JUNE 9, 1955
NEW YORK—On June 6 Thomas Mann celebrated his 80th birthday in Kilchberg, Switzerland, and even though I am a few days late I would like to join in good wishes to a man who has done much to shape the thinking of people. In a pre-birthday interview he stated he was disappointed over the way cultural and moral standards had failed to keep pace with technological progress. And his warning may be one of the things we should pay heed to at the present time.
Two major occurrences of the past few days are certainly causes for rejoicing.
One is the settlement between the United Auto Workers union and the Ford Motor Co. The settlement benefits not only the Ford Company and the union, but it benefits the country as a whole since a strike of such magnitude would have cost the nation, according to one of our newspapers, a loss of $35,000,000 a day.
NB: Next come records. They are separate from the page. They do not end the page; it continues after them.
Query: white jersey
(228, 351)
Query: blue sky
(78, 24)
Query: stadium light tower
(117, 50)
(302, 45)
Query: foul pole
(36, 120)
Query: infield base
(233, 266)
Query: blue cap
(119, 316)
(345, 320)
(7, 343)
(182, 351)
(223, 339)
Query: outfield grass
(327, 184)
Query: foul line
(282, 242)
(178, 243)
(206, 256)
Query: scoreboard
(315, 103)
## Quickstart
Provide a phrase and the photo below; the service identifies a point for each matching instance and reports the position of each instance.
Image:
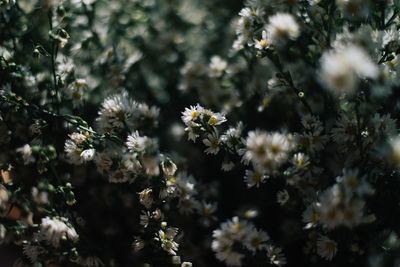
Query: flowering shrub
(200, 133)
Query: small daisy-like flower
(282, 197)
(146, 198)
(326, 248)
(88, 154)
(256, 240)
(212, 142)
(275, 255)
(26, 153)
(53, 230)
(3, 197)
(217, 66)
(216, 119)
(32, 251)
(191, 113)
(263, 43)
(254, 178)
(282, 26)
(311, 216)
(167, 242)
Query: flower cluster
(131, 130)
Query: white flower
(256, 240)
(117, 111)
(26, 152)
(212, 142)
(32, 251)
(88, 154)
(263, 43)
(191, 113)
(215, 118)
(326, 248)
(52, 230)
(217, 66)
(73, 152)
(167, 242)
(311, 216)
(282, 26)
(3, 196)
(340, 68)
(282, 197)
(254, 178)
(146, 198)
(275, 255)
(136, 143)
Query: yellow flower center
(237, 227)
(274, 148)
(256, 177)
(263, 43)
(76, 95)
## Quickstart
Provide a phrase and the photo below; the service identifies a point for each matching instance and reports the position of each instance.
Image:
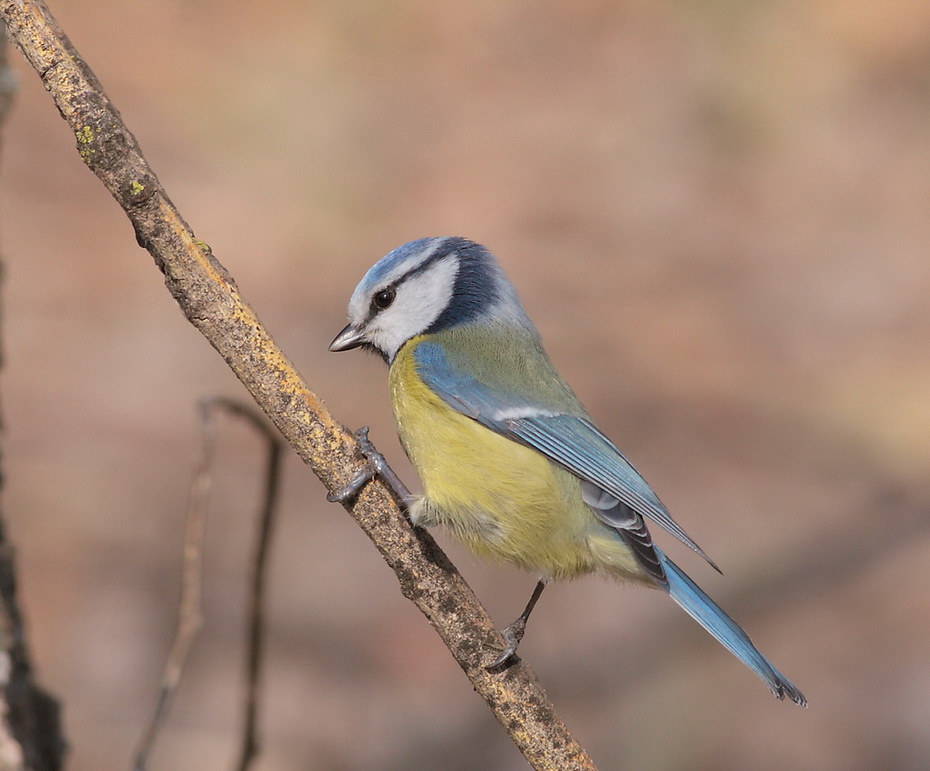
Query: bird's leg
(513, 634)
(375, 466)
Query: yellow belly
(504, 500)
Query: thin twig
(190, 616)
(258, 580)
(211, 301)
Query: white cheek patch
(421, 299)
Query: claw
(375, 466)
(513, 634)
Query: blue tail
(709, 615)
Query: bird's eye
(384, 298)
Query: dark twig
(190, 617)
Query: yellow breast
(504, 500)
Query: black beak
(347, 339)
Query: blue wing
(570, 440)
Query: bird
(509, 459)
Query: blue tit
(510, 460)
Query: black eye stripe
(384, 298)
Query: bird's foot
(375, 466)
(512, 634)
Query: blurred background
(717, 215)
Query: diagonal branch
(211, 301)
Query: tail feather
(709, 615)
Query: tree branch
(30, 720)
(211, 301)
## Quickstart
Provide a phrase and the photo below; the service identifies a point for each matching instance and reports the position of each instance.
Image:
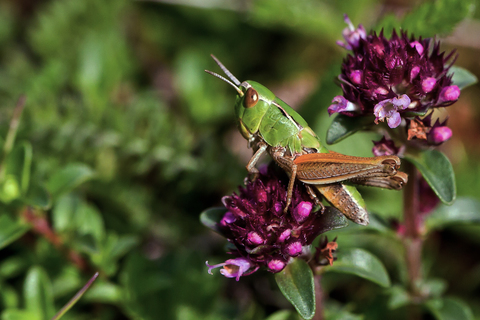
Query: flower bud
(418, 46)
(255, 238)
(439, 135)
(276, 265)
(428, 84)
(284, 236)
(294, 248)
(356, 76)
(227, 218)
(302, 211)
(450, 93)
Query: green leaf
(38, 196)
(10, 230)
(342, 315)
(332, 219)
(437, 171)
(68, 178)
(464, 210)
(9, 189)
(16, 314)
(361, 263)
(212, 216)
(344, 126)
(18, 164)
(9, 297)
(283, 315)
(462, 77)
(399, 297)
(38, 293)
(449, 309)
(437, 17)
(297, 285)
(105, 292)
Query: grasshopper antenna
(226, 80)
(226, 71)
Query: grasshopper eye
(251, 98)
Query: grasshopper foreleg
(251, 166)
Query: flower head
(261, 233)
(386, 147)
(392, 77)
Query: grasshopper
(271, 126)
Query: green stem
(318, 298)
(75, 298)
(413, 241)
(12, 132)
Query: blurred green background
(133, 139)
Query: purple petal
(302, 211)
(255, 238)
(440, 134)
(402, 102)
(276, 265)
(232, 268)
(394, 120)
(418, 46)
(294, 248)
(428, 84)
(340, 104)
(450, 93)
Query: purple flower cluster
(261, 233)
(393, 79)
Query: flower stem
(413, 240)
(318, 298)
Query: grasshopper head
(252, 102)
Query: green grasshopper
(271, 126)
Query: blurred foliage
(124, 140)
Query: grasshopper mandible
(271, 126)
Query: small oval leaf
(10, 230)
(18, 164)
(464, 210)
(297, 285)
(68, 178)
(344, 126)
(449, 309)
(361, 263)
(38, 196)
(438, 172)
(462, 77)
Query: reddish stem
(42, 227)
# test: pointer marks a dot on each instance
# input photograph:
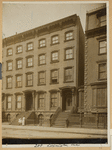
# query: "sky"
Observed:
(22, 16)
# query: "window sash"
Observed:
(69, 36)
(42, 43)
(69, 53)
(42, 59)
(54, 39)
(9, 65)
(103, 71)
(30, 46)
(30, 79)
(9, 52)
(9, 82)
(19, 49)
(68, 74)
(18, 102)
(19, 64)
(9, 102)
(41, 101)
(30, 62)
(42, 78)
(19, 81)
(54, 99)
(54, 56)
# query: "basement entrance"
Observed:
(29, 101)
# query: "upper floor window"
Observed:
(29, 79)
(42, 43)
(30, 46)
(41, 100)
(54, 56)
(53, 99)
(29, 61)
(102, 71)
(9, 65)
(68, 35)
(68, 53)
(42, 59)
(9, 82)
(68, 74)
(18, 101)
(9, 102)
(19, 49)
(9, 52)
(41, 78)
(55, 39)
(102, 20)
(19, 81)
(54, 76)
(19, 64)
(102, 47)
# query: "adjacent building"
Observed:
(95, 75)
(42, 70)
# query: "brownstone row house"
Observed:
(43, 73)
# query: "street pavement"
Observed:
(37, 132)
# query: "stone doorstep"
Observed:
(63, 130)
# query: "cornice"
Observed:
(42, 30)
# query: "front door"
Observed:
(29, 101)
(68, 101)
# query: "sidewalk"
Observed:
(51, 132)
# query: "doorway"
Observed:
(29, 101)
(66, 100)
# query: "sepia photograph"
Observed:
(55, 73)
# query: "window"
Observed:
(18, 101)
(42, 59)
(9, 65)
(19, 49)
(29, 79)
(69, 35)
(42, 43)
(99, 96)
(102, 47)
(19, 64)
(41, 78)
(30, 46)
(19, 81)
(9, 52)
(103, 71)
(54, 56)
(29, 61)
(9, 82)
(54, 76)
(102, 20)
(53, 99)
(69, 53)
(40, 119)
(68, 74)
(55, 39)
(9, 102)
(41, 101)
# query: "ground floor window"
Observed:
(40, 119)
(18, 101)
(99, 97)
(41, 101)
(9, 102)
(53, 99)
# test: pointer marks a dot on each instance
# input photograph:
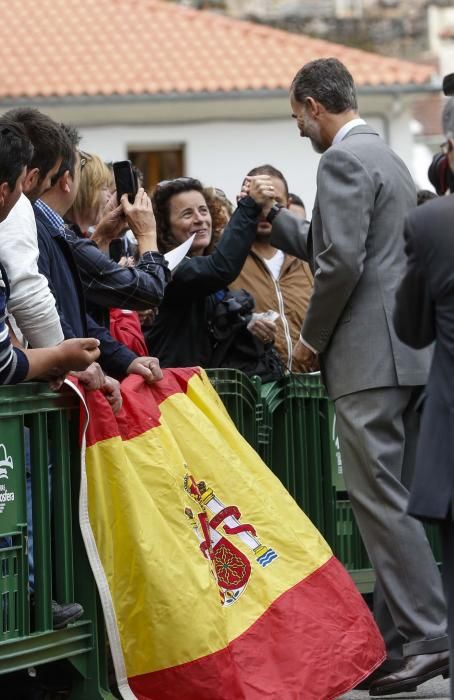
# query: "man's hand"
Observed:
(140, 216)
(146, 367)
(260, 188)
(263, 329)
(92, 378)
(303, 359)
(77, 354)
(111, 390)
(111, 225)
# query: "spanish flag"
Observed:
(214, 584)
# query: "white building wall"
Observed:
(220, 153)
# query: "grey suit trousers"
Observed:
(448, 583)
(377, 435)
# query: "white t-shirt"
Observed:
(31, 302)
(275, 263)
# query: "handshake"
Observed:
(261, 189)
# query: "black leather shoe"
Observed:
(388, 666)
(416, 670)
(62, 615)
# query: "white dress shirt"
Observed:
(31, 302)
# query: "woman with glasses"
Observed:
(180, 334)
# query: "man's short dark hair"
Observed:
(45, 135)
(447, 118)
(327, 81)
(270, 170)
(16, 151)
(70, 142)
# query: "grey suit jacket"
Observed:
(356, 247)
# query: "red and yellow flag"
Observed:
(214, 584)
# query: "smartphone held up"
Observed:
(125, 180)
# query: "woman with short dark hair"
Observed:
(180, 334)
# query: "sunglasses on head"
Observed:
(164, 183)
(84, 158)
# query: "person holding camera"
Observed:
(180, 334)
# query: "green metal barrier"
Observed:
(295, 434)
(26, 635)
(241, 397)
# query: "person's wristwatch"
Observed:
(273, 212)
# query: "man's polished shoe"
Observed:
(416, 670)
(388, 666)
(62, 615)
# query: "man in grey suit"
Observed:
(356, 247)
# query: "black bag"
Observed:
(236, 347)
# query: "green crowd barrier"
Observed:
(27, 637)
(296, 437)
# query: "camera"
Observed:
(125, 180)
(439, 173)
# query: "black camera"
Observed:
(439, 173)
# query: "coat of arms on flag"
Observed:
(214, 584)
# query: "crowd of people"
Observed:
(86, 289)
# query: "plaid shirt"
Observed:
(55, 219)
(107, 284)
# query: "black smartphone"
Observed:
(125, 179)
(117, 249)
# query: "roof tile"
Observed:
(102, 47)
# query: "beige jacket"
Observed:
(289, 296)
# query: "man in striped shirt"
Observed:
(17, 364)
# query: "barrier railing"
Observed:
(39, 455)
(296, 437)
(290, 423)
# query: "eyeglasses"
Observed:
(84, 158)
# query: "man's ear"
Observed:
(31, 180)
(312, 106)
(4, 192)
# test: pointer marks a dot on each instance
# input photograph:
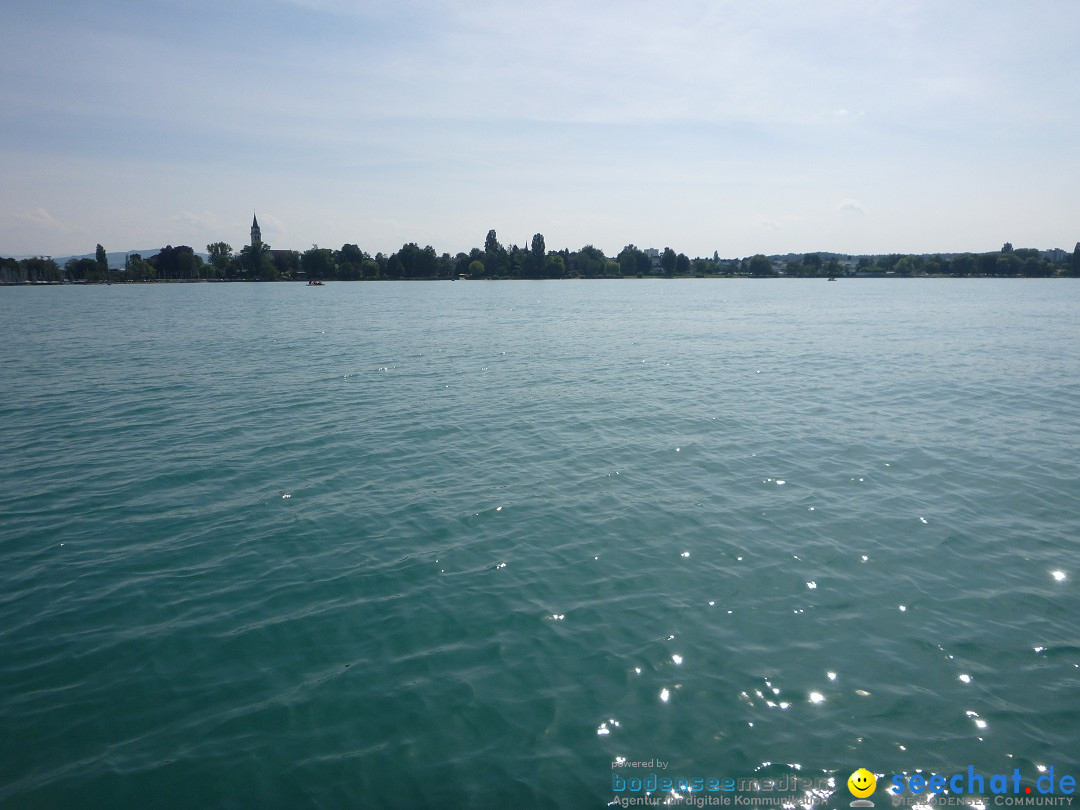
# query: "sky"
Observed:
(721, 125)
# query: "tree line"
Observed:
(259, 262)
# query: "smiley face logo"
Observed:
(862, 783)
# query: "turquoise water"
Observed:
(432, 544)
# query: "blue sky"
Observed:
(742, 127)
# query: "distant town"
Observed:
(258, 261)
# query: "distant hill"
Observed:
(117, 258)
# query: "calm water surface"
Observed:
(439, 545)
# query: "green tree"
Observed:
(759, 265)
(667, 259)
(220, 257)
(318, 262)
(535, 259)
(103, 261)
(82, 270)
(633, 260)
(555, 267)
(495, 255)
(40, 269)
(589, 262)
(350, 262)
(138, 269)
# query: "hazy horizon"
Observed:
(774, 127)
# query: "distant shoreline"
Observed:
(304, 283)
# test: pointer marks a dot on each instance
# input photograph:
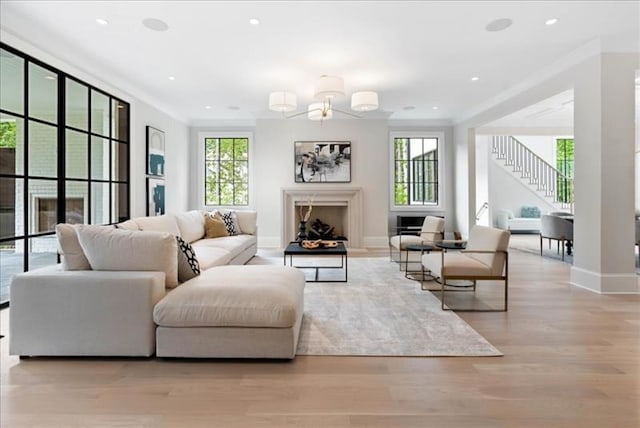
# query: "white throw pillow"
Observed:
(73, 257)
(247, 220)
(117, 249)
(163, 223)
(191, 225)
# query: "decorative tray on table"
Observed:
(319, 243)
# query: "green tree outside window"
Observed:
(226, 171)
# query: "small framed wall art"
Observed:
(322, 161)
(155, 152)
(155, 196)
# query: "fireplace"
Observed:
(340, 207)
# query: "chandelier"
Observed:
(327, 89)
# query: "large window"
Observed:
(226, 171)
(565, 165)
(416, 175)
(64, 157)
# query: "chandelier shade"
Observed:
(364, 101)
(326, 91)
(329, 87)
(282, 101)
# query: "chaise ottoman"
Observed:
(232, 312)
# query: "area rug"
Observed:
(380, 313)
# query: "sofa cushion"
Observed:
(188, 266)
(191, 225)
(214, 226)
(209, 257)
(128, 250)
(128, 225)
(163, 223)
(247, 220)
(235, 296)
(73, 257)
(233, 244)
(530, 212)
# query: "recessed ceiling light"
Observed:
(499, 24)
(155, 24)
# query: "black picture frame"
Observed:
(155, 196)
(155, 152)
(322, 161)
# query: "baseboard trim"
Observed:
(605, 283)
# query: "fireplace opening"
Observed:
(321, 230)
(328, 221)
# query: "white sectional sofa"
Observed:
(119, 301)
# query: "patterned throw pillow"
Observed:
(231, 222)
(188, 266)
(214, 226)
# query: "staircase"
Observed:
(547, 180)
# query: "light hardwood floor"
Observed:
(572, 359)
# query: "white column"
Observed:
(604, 132)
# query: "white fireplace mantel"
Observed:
(323, 196)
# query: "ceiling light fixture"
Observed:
(499, 24)
(155, 24)
(327, 89)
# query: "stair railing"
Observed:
(545, 177)
(481, 211)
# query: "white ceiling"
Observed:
(419, 54)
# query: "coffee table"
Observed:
(295, 249)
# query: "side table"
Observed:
(412, 248)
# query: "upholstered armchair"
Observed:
(432, 230)
(556, 228)
(486, 258)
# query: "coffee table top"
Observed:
(419, 247)
(295, 248)
(452, 245)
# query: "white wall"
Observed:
(142, 114)
(273, 168)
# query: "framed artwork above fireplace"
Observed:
(322, 161)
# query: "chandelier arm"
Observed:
(348, 113)
(294, 115)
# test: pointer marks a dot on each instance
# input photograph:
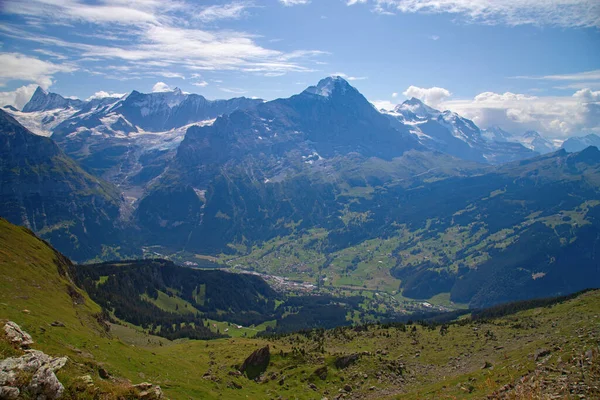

It is said that 140,500 people would have been involved and direct pay to these people was $2,690,000 dollars. Ford suppliers would have lost a daily business of $12,400,000 for each working day the strike lasted. The Ford Company would have lost production of 10,000 of its three makes of automobiles, as well as tractors and trucks, each day, which, at a conservative average cost for each vehicle of $2,000, would have meant a production loss of $20,000,000 a day.
It is impossible to figure what this would have meant in loss in purchasing power and sales to workers by merchants, not to speak of the 7,000 company dealers and their employees or the costs to the transportation companies used by the strikers on ordinary working days.
The waves of a strike of this magnitude go out and cover not only the whole area but many different areas throughout the whole country. So, there is cause for real rejoicing that company officials and UAW president, Walter Reuther, could come to an agreement. Now the hope one must hold is that General Motors and the union will come to an early agreement.
As things are today, it is not just the central companies that are affected in a major strike, for when business reaches out as does the automobile business the entire nation feels the effect of a shutdown.
The other cause for rejoicing is that the Supreme Court voided Dr. John R. Peters' ouster by the loyalty board. This vindicates and clears Dr. Peters, and many people who have been his warm friends for a long time will rejoice with him that this has come to pass.
On the other hand, the constitutional question of whether anyone has a right to face his accusers in a Congressional committee investigation has not been settled and one must hope that in time the Supreme Court will take up this very important matter. It seems to be one of the absolute necessities at the present time when investigations are an ordinary matter, and unless it is established that one can face one's accusers many innocent people may continue to suffer.